Grandsport took the liberty of making a few changes to the design in order to make the car more aesthetically pleasing (Italians, where would we be without them?), which were unfortunately less aerodynamic than Brock's original design. It was still fast enough though, and Ferrari was soon to be in for a nasty shock. The FIA had created a GT class for endurance racing in 1959, and for the first several years, it was entirely Ferrari's game. Cobras could win individual races, but the championship always went to Ferrari. The Daytona started off with a class win at the 12 Hours of Sebring, but this was one of those shorter American courses.
So Ferrari simply chocked this up to the racing-modified Ford 289 V8 engine under the hood and the 390 horsepower it produced. The real test of the Daytona was the 1964 24 Hours of Le Mans, where it was able to take a class win, as well as 4th place overall. Ferrari was able to retake the GT title at Le Mans in 1965, thanks to their ability to get a ringer into the GT class, in the form of a 275 GTB. But for the rest of the GT season, Ferrari showed the kind of sportsmanship which used to endear Enzo to exactly nobody ever, and threw a fit when the FIA refused to allow the 250 LM to compete as a GT because of a complete lack of any attempt whatsoever at homologation.

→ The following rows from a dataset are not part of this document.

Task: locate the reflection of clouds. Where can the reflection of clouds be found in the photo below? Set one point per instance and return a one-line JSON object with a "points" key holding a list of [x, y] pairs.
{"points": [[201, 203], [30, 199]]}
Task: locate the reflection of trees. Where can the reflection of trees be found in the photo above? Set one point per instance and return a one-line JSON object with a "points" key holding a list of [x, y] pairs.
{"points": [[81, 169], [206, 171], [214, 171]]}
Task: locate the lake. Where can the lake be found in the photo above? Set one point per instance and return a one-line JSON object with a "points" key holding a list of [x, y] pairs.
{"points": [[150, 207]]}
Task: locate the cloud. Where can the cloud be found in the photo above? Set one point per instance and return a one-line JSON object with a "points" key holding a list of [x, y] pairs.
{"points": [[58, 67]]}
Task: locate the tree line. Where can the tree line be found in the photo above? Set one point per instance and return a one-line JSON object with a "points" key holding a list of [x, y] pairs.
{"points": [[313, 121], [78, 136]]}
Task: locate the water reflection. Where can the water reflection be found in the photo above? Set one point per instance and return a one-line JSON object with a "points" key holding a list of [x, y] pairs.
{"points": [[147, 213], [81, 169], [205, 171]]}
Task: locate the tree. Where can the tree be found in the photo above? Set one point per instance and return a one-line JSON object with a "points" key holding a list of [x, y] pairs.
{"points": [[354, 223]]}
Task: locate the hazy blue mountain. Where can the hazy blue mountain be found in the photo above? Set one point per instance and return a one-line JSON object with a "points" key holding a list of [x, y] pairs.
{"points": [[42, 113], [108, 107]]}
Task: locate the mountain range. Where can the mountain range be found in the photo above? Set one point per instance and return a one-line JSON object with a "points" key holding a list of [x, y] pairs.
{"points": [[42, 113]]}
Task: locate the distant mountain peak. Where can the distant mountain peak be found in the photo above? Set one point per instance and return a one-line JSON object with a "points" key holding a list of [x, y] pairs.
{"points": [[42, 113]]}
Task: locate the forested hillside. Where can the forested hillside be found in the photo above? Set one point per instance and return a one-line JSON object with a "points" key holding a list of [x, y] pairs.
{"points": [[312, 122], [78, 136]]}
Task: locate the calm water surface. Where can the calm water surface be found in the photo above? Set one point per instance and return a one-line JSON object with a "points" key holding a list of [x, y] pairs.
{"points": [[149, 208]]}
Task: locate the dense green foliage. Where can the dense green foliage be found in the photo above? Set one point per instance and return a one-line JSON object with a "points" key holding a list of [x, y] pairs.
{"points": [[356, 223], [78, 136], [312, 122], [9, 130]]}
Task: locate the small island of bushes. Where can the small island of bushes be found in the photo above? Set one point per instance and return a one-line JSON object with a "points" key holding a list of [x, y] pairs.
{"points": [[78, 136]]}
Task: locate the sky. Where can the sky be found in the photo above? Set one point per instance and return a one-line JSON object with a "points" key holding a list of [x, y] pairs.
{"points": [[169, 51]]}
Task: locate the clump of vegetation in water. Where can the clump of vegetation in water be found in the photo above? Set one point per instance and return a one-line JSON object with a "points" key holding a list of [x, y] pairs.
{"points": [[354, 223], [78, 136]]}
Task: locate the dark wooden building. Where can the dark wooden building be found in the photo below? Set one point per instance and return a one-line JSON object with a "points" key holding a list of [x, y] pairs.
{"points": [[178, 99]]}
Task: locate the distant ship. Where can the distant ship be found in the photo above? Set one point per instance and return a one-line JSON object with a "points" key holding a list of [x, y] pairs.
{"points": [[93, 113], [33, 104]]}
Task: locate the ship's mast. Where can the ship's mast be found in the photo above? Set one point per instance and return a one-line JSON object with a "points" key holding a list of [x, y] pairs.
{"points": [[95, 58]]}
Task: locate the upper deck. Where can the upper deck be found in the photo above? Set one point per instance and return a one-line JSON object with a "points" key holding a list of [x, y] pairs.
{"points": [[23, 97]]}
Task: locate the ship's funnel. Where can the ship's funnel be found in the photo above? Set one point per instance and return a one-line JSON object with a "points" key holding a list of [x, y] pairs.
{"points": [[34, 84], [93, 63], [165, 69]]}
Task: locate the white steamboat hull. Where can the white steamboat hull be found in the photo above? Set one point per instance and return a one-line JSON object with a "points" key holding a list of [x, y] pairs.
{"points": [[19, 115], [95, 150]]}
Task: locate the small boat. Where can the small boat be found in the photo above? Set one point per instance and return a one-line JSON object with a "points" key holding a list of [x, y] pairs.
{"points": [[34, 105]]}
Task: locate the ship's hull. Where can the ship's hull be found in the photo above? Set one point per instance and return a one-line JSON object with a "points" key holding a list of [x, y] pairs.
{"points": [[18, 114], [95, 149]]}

They otherwise withdrew from GT racing that year as a result, the automotive manufacturer's equivalent of taking their ball and going home. The Daytona would take the World Sportscar Championship that year, although it is likely that Shelby still would have been able to pull it off even if Ferrari had stayed in the race. It's very possible that Ferrari knew this, and the spat with the FIA was just the old man's way of finding a way to prevent Shelby from proving that he had built the superior car. Shelby turned his attention to the GT40 after 1965, and he no longer had the time to devote to the Daytona, so 1965 was its last year.
The move to the GT40 would start getting him overall wins instead of just class wins, and he would more thoroughly humiliate Ferrari by pitting the equally massive ego of Henry Ford II against him. Only six Daytonas were ever built, so all of them are extremely valuable, but it is chassis number CSX2061 which won the championship in 1965, and it was this car which set the record at auction.